Employment Law/Restrictive Covenants

By Alfred Kempf
Categories: Blog, Employment Law

A recent case in BC illustrates the danger of employers using restrictive covenants that are too broad. A restrictive covenant is a clause that prohibits an employee from competing with the company after termination of the employment, usually for a specified period of time and usually in a specified geographical area.

There is a different type of protection available in the form of a non-solicitation covenant. Non-solicitation covenants prevent an employee from targeting other employees of the company or customers to try and induce those employees or customers to leave the former employer to do business with the departed employee’s new employer or business.

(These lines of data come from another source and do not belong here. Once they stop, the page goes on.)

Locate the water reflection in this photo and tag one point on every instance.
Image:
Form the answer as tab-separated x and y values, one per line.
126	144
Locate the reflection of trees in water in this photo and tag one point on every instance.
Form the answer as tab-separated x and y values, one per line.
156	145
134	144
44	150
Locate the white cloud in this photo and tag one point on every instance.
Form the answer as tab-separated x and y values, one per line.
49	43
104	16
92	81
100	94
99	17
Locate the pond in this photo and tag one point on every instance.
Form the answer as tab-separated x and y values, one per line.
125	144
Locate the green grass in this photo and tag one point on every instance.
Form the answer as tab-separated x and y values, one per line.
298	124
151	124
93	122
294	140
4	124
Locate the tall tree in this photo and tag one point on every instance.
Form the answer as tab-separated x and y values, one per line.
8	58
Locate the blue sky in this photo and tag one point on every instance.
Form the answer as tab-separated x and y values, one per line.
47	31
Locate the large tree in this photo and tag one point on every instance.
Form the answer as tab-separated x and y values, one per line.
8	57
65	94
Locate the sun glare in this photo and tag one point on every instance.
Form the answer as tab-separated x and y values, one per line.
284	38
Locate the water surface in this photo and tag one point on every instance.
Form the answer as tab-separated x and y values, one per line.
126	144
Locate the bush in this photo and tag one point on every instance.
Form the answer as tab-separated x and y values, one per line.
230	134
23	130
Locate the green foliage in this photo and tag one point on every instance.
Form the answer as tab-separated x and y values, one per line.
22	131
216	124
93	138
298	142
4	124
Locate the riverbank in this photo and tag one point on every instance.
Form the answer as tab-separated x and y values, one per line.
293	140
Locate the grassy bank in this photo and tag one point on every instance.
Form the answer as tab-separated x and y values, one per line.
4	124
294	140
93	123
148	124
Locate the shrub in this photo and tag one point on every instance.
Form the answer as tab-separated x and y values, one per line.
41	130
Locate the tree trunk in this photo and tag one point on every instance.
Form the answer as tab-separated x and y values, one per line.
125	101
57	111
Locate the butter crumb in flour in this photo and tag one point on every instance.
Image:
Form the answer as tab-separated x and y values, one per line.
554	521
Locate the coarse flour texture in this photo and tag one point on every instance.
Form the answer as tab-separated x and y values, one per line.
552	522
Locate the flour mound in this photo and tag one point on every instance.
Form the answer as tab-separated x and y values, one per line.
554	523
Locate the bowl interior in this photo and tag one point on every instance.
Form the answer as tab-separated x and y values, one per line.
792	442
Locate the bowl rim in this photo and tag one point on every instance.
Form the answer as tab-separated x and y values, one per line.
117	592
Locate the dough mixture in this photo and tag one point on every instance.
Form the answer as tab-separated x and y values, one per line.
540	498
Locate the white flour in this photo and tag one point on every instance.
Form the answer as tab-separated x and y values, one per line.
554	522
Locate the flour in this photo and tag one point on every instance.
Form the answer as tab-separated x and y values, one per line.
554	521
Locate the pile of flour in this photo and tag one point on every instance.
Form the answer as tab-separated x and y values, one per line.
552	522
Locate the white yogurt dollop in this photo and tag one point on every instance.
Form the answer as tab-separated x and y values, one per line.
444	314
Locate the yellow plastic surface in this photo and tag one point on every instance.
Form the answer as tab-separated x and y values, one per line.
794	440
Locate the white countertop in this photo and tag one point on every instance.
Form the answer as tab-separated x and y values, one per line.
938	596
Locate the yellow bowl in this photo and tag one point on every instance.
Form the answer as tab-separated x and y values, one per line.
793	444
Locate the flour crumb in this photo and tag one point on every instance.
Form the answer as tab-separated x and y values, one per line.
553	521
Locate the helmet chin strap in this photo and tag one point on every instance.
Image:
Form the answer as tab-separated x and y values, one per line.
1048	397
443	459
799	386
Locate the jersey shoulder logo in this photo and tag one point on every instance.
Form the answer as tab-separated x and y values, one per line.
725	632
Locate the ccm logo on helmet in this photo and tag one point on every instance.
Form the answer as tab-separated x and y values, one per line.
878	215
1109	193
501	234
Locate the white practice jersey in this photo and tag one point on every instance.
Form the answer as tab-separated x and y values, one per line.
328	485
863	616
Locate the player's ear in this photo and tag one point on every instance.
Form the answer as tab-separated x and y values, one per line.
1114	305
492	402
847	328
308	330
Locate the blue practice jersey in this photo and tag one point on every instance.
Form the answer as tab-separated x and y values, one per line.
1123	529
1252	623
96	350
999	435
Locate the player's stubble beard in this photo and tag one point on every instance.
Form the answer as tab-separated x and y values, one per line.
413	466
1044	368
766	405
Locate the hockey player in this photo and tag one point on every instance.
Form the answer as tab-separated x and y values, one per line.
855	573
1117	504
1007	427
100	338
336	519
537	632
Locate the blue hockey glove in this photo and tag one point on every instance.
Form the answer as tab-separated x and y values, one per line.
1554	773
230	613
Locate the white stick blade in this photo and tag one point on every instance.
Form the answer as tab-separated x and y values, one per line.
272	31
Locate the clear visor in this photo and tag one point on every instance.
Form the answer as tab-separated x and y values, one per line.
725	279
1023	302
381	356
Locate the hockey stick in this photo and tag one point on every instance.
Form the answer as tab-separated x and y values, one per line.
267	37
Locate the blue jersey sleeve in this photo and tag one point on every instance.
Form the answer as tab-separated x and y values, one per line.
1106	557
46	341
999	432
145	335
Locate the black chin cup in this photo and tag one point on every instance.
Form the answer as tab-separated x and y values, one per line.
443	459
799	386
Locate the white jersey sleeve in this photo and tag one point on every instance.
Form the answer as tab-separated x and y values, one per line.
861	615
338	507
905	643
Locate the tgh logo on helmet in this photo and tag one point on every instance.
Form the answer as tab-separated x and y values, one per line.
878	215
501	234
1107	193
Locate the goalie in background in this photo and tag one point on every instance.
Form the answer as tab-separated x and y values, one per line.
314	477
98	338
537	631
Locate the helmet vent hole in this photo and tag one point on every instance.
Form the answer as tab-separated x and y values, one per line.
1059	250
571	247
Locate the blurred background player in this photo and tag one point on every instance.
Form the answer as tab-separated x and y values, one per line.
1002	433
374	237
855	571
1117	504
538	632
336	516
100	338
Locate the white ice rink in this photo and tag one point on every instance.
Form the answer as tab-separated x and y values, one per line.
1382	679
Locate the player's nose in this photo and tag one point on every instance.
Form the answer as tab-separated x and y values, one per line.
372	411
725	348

The courts have said that clauses that provide more protection than necessary to protect former employers’ genuine business interests are generally not enforceable. It is the employer’s obligation in these cases to prove that the clause is no broader than is necessary. In a recent case, 0777792 BC Limited v. Da Costa, the employer tried to obtain an interim injunction restraining a former employee from competing with the company.

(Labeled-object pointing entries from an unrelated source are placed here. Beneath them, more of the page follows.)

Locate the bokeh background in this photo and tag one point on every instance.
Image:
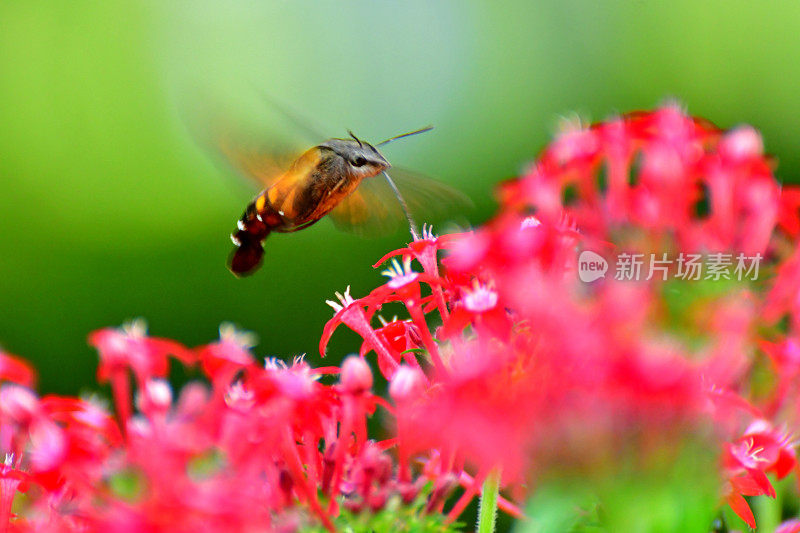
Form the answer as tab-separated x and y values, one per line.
110	210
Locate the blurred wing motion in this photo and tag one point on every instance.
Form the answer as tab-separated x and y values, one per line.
373	209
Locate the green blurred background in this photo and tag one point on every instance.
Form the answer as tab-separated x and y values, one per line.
109	210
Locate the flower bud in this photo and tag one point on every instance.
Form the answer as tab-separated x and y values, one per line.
407	383
356	377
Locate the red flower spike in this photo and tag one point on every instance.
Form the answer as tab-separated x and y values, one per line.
351	313
222	360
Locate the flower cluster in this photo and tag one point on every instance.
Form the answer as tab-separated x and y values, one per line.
504	368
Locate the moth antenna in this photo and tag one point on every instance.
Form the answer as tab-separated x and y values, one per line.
404	206
356	138
410	133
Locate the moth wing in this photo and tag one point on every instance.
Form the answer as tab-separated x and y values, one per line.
373	209
259	141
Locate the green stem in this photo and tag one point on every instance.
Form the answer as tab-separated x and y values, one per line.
487	511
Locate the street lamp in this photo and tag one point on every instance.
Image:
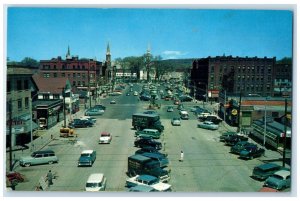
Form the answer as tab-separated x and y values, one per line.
31	135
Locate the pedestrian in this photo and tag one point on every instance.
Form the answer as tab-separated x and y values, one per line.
49	178
181	156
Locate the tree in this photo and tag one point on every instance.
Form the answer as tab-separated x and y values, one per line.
27	61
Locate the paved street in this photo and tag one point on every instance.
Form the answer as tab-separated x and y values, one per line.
208	166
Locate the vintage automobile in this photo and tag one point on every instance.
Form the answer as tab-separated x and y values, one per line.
239	146
208	125
105	138
170	109
263	171
251	152
149	150
176	121
87	158
148	180
93	112
279	180
38	158
232	140
141	142
227	135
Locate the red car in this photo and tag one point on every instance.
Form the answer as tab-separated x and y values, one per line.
105	138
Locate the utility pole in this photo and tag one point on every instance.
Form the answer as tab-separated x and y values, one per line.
225	107
239	113
64	106
285	132
10	134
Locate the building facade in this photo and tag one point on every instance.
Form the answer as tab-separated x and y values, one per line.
248	75
83	74
19	107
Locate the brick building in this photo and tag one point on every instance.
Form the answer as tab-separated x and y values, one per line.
18	97
211	75
83	74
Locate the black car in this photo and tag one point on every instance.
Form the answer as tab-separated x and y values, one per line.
239	146
262	172
101	107
141	142
149	150
79	123
232	140
251	152
226	135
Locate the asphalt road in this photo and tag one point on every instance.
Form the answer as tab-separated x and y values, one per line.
207	167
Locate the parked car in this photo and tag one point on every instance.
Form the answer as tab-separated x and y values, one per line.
81	123
142	188
38	158
87	158
93	112
92	119
148	180
262	172
279	180
96	182
170	109
251	152
239	146
112	102
140	142
194	108
101	107
232	140
149	150
163	161
105	138
227	135
153	133
150	112
208	125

The restrictive covenant in this case was drafted to prohibit the former employee from competing with respect to all services the company was engaged in, including services that he was not engaged with. Further, the covenant had no geographic restriction. In other words, on the plain language of the clause, it applied throughout the world. The employer argued that, practically speaking, the clause only applied to the Lower Mainland where the employer carried out its business, however, the court disagreed and said that if the employer’s business was indeed restricted to the Lower Mainland the clause should have so provided. The court further pointed out that the former employee was not a manager but was a technician. Finally, the court indicated that a non-solicitation clause would have been sufficient to protect the company’s interest. The Court stated: “when a non-solicitation clause could have substituted for a non-competition clause in an employment agreement, the non-competition clause will generally be unenforceable”.

The lesson for employers who have a legitimate interest in restraining the ability of departing employees to compete is to ensure that their clauses are no broader than reasonably necessary to protect their business interests.